Well, I’ve directed ensembles before, but directing “Triple Threat” took that to a whole new level. When you’re talking about doing a major scene or a major set piece on most action movies, you usually have about two to three players in the sequence at one time, and we averaged six (laughs). So with the time between set ups being about an hour and a half, on most films, you could finish one scene and be onto the next before lunch, but with how many players were involved, any one sequence would pretty much be our entire day. That was something very new for me, so you have to really adapt your style as a director to doing an ensemble at this level.
Favourite Triple Threat Fight
And going off of that, with so many incredible fight sequences between such legends of martial arts here, what would you say is your personal favorite fight sequence in the film?
The finale, without a doubt.
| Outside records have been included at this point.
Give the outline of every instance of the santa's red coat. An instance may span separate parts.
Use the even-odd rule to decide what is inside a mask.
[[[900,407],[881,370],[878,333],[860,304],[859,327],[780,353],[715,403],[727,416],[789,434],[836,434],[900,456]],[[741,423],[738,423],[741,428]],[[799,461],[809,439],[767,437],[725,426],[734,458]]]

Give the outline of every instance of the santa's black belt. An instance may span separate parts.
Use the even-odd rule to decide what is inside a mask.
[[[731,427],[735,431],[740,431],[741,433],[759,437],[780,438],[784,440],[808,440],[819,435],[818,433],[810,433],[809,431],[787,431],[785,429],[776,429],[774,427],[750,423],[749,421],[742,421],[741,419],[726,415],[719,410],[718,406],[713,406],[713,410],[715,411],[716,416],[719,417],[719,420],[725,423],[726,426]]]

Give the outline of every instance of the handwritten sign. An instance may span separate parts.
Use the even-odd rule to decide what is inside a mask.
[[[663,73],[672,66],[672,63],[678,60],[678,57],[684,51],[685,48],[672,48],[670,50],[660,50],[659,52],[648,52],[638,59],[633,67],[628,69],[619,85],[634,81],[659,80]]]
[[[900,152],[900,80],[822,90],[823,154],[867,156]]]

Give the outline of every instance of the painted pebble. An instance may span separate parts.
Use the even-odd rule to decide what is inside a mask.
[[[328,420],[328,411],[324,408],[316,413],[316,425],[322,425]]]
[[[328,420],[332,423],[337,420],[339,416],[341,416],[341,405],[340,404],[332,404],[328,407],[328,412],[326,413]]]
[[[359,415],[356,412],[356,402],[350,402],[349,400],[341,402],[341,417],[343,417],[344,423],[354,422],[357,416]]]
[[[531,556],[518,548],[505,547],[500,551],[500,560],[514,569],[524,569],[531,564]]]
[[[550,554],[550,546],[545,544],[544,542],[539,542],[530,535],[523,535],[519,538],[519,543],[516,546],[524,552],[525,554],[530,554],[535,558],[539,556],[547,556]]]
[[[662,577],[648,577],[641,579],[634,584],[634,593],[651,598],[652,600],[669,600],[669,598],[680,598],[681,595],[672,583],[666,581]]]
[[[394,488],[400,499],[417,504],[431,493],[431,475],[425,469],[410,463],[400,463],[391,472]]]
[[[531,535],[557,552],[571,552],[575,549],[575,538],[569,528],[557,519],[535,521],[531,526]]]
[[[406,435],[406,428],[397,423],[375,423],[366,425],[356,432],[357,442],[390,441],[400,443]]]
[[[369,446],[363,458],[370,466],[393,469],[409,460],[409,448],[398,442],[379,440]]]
The work that Tim Man and the cast did in the finale was just out of this world. Even though I’m the director, to see it all unfold on the set felt like being a spectator. The whole cast completely threw themselves into the finale of the movie, and it was gruelling, for sure. There was a point where I saw Tony laying off to the side of the set getting his legs massaged, and it wasn’t for anything serious, but they were all totally committed to taking the film out on a massive finale after all the build-up that had led to it. I saw things happening right in front of my eyes that were always done with wires before, and you’d have Tony or Scott just get in front of the camera and do it with no wires at all. Every time I’ve seen it, it just makes my hair stand on end to see what those guys accomplished with the finale.
Thoughts on Triple Threat 2…
It’s an intense, adrenalin-spiking scene for sure. Well, as we prepare to wrap up Jesse, “Triple Threat” reportedly already has a sequel in the works. What can you share about the in-development “Triple Threat” sequel for fans?
I’d definitely be back for it. Tony, Iko, and Tiger really brought everything they had to the film and more, and made it live up to its title. There’s no one in the world like Tony Jaa, and Iko Uwais has really made his mark. And Tiger Chen is a force to be reckoned with, as well – he’s a lot more comedic than I think people realize, and I think audiences will be really amazed seeing what the three of them pull off as a team. One angle I’d want to see it go is having more women among the villains. I think seeing Tony, Iko, and Tiger facing off with a team of really amazing female martial artists would be a really great direction to go in.
Now that would really be something, I’m already fan-casting…So what other projects do you have in the works following the release of “Triple Threat”?
I did “Avengement” with Scott after “Triple Threat”, and that’s coming out in May. It’s a really different project from what Scott and I have before, it’s a very character-driven piece mixed with all the action, and I think it’s probably his best performance as an actor. I’ve also got a few other projects in the works, and it’s just kind of in that period of pre-production that happens on every movie where you’re just waiting for the penny to drop.
Well, we definitely look forward to seeing those come to fruition. Thanks Jesse, it’s been a real privilege to discuss and explore behind-the-scenes of “Triple Threat” with you along with the process of bringing its incredible action ensemble together. We wish you all the best with the film’s release, and look forward to seeing “Avengement” as well!
Thanks, Brad. It’s my pleasure to share about the making of “Triple Threat” with Kung Fu Kingdom!